GreenBiz’s Joel Makower contend that while we’re not out of the woods on the pandemic yet, that doesn’t mean we cannot be pondering the world that follows. In fact, the coronavirus crisis is also a moment of reinvention, or soon will be, when we are able to see our way through the worst of this moment. Everything seems to be up for grabs, including the kind of ‘normal’ we aim to individually and collectively create. With all disruptions come opportunities for innovation and renewal. Can we think and act anew for ourselves and our future?
Humankind is now facing a global crisis – perhaps the biggest crisis of our generation. The decisions people and governments will take in the next few weeks will probably shape the world for years to come: not just our healthcare systems but also our economy, politics and culture.The world’s most popular historian reflects on the coronavirus crisis by saying that we face two important choices: (1) choosing between totalitarian surveillance and citizen empowerment and (2) choosing between nationalist isolation and global solidarity.
According to Thomas L. Friedman, there is a world B.C. — Before Corona — and a world A.C. — After Corona. What the world after the coronavirus crisis will look like, is yet unclear. However, he contends, we should attend to the power of exponentials (and see their upside), the dominant political culture of developed economies, and to distribute cash among entrepreneurs and citizens. Tightening our culture and loosening our purses is the device to combat the crisis and emerge from it well.
We can no longer prevent the COVID-19 crisis, but we can respond to this pandemic by acting to prevent future crises, notably the climate crisis, from overwhelming us. There will be no vaccine for a global disruption triggered by climate change, inequality or ecosystem degradation. It’s time to pay attention. We have tinder dry fuel across the whole global system. If we don’t act to reduce it, a fire like this one could one day sweep away all before it.

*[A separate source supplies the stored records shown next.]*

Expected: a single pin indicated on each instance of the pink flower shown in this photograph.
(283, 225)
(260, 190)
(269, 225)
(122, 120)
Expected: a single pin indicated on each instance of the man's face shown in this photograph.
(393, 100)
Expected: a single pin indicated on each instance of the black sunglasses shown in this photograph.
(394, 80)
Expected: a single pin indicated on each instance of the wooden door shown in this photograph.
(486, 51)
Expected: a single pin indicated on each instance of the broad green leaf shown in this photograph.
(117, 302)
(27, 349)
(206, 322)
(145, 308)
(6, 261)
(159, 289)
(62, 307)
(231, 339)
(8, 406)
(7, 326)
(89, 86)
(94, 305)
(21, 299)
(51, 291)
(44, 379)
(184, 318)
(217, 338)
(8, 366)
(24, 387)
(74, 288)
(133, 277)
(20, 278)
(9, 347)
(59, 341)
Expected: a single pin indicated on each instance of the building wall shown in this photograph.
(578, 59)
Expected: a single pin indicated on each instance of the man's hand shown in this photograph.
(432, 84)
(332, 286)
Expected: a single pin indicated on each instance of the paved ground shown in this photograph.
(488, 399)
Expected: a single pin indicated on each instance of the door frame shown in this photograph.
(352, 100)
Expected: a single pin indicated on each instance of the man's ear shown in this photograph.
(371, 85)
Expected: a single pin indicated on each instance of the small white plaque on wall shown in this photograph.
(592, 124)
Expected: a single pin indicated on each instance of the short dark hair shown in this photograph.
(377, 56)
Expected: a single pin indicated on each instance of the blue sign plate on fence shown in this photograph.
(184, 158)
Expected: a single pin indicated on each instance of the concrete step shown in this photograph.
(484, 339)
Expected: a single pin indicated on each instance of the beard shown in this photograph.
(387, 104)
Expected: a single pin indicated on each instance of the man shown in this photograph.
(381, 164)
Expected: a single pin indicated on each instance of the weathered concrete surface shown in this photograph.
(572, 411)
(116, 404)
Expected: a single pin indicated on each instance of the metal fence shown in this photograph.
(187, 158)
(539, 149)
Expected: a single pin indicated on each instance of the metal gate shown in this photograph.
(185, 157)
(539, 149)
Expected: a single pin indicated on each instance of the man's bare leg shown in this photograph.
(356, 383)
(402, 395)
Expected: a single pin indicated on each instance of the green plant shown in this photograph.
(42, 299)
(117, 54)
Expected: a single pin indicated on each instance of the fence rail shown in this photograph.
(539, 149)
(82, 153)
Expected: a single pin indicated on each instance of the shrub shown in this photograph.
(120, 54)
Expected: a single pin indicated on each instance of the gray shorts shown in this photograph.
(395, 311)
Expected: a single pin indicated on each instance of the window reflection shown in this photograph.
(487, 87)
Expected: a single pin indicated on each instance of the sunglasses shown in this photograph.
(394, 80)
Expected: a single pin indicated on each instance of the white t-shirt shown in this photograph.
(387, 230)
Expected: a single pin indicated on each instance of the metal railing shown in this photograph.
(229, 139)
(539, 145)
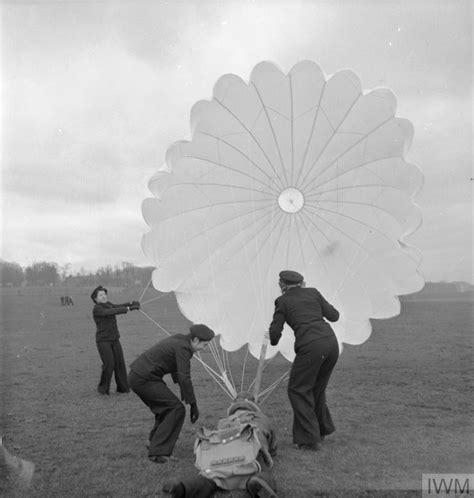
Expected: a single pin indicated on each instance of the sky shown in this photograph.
(94, 93)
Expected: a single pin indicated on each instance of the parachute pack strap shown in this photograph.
(261, 363)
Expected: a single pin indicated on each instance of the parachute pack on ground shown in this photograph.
(288, 171)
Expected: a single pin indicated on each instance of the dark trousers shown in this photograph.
(113, 362)
(309, 378)
(168, 410)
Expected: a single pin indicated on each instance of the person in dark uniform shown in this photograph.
(107, 339)
(169, 356)
(317, 351)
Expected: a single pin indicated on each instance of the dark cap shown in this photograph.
(291, 277)
(202, 332)
(96, 291)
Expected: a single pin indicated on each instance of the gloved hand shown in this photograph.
(194, 413)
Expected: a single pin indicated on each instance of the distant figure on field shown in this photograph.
(16, 473)
(107, 339)
(169, 356)
(236, 455)
(317, 351)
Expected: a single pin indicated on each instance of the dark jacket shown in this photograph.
(104, 317)
(169, 356)
(304, 310)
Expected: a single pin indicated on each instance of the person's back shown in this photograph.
(304, 310)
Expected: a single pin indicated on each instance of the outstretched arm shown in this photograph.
(276, 327)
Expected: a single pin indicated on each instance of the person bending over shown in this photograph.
(169, 356)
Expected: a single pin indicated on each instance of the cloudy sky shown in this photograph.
(94, 92)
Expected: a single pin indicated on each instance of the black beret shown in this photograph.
(96, 291)
(291, 277)
(202, 332)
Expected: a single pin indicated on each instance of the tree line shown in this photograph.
(49, 274)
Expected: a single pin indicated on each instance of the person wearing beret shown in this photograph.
(171, 355)
(305, 310)
(107, 339)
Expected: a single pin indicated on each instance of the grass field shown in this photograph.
(402, 404)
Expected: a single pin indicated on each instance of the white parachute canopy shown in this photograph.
(289, 171)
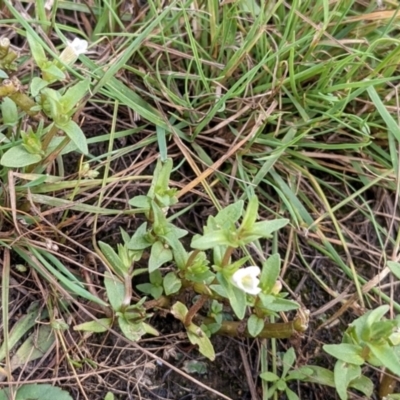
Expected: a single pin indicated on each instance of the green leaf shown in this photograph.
(113, 259)
(153, 290)
(363, 385)
(195, 367)
(250, 215)
(98, 326)
(394, 268)
(385, 354)
(269, 376)
(37, 51)
(255, 325)
(179, 311)
(140, 202)
(236, 297)
(37, 84)
(320, 375)
(139, 239)
(150, 330)
(74, 132)
(197, 336)
(264, 229)
(270, 273)
(74, 95)
(159, 255)
(52, 73)
(343, 374)
(375, 315)
(288, 360)
(115, 290)
(300, 374)
(291, 395)
(227, 217)
(383, 111)
(36, 392)
(172, 283)
(36, 346)
(9, 112)
(210, 240)
(18, 157)
(277, 304)
(349, 353)
(20, 328)
(132, 330)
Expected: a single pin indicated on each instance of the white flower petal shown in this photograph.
(246, 279)
(79, 46)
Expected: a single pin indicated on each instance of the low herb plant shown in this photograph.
(208, 270)
(50, 129)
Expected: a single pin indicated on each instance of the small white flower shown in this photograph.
(73, 50)
(79, 46)
(246, 279)
(49, 5)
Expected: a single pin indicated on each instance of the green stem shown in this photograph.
(227, 256)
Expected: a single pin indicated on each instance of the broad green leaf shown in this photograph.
(386, 355)
(227, 217)
(98, 326)
(349, 353)
(74, 132)
(52, 73)
(37, 84)
(364, 385)
(237, 297)
(255, 325)
(394, 268)
(320, 375)
(159, 255)
(74, 95)
(171, 283)
(36, 392)
(115, 290)
(9, 112)
(195, 367)
(269, 376)
(300, 374)
(132, 330)
(139, 239)
(251, 214)
(153, 290)
(343, 374)
(113, 259)
(179, 311)
(270, 272)
(197, 336)
(150, 330)
(37, 51)
(18, 157)
(375, 315)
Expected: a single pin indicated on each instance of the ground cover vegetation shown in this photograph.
(199, 199)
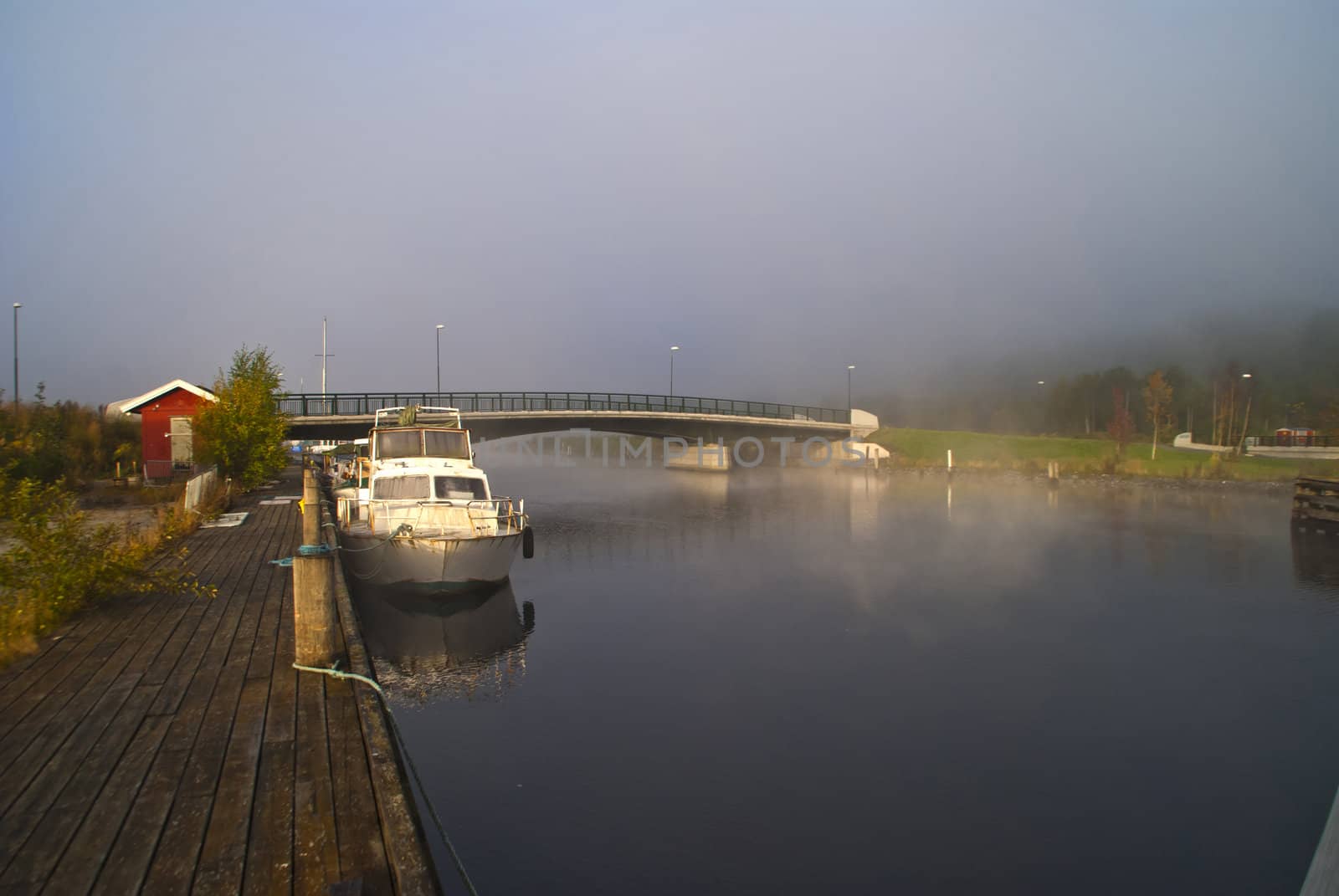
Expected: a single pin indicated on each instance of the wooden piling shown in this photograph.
(311, 508)
(1316, 505)
(315, 623)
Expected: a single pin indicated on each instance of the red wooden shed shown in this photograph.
(165, 425)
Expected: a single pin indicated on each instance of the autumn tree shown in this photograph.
(244, 430)
(1157, 405)
(1122, 425)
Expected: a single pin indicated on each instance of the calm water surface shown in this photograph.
(807, 681)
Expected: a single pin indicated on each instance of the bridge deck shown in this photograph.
(164, 744)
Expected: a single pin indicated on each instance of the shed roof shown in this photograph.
(133, 405)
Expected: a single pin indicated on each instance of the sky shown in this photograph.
(781, 189)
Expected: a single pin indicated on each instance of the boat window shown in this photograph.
(446, 443)
(403, 443)
(459, 488)
(399, 486)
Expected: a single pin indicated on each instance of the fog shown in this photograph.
(781, 189)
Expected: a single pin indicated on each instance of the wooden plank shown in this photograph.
(87, 852)
(59, 745)
(37, 668)
(33, 709)
(182, 840)
(71, 710)
(147, 825)
(27, 811)
(1316, 513)
(269, 851)
(127, 863)
(224, 853)
(362, 855)
(402, 833)
(315, 842)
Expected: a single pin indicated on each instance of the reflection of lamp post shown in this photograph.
(17, 307)
(1245, 418)
(439, 362)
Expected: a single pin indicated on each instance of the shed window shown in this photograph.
(401, 486)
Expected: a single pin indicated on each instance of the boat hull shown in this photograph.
(430, 563)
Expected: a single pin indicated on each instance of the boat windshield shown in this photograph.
(459, 488)
(422, 443)
(441, 443)
(399, 486)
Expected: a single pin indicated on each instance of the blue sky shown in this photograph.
(780, 187)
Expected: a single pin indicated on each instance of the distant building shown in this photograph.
(167, 432)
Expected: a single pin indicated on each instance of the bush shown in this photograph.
(244, 432)
(57, 563)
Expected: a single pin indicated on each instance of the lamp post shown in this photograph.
(17, 307)
(439, 361)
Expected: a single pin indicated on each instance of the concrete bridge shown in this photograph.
(493, 416)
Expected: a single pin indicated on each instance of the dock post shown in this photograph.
(315, 623)
(311, 508)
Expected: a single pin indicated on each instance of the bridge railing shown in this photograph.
(366, 403)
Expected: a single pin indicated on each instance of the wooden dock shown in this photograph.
(165, 744)
(1316, 505)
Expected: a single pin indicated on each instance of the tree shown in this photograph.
(244, 429)
(1122, 425)
(1157, 405)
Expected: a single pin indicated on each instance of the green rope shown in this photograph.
(405, 750)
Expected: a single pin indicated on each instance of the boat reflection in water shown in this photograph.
(423, 648)
(1316, 560)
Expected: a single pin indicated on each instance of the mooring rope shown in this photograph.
(405, 750)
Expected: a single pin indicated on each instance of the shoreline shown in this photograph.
(1101, 479)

While these articles may offer much-needed clarifications and perspectives of the coronavirus crisis, it should be noted that they are at the same time snapshots of a world amidst one of the worst crises in modern history. As the crisis progresses, new uncertainties and dilemmas arise–and as our insights advance in how to deal with this crisis and how to weave our experiences with it into a view of the future, new opportunities for sustainable transformation may emerge. This should invite anyone to explore these opportunities from a mindset of continuous learning. At AMS, we would be more than happy if you’d share your ideas and experiences with us. In the end, learning is what sustainable transformation thrives on.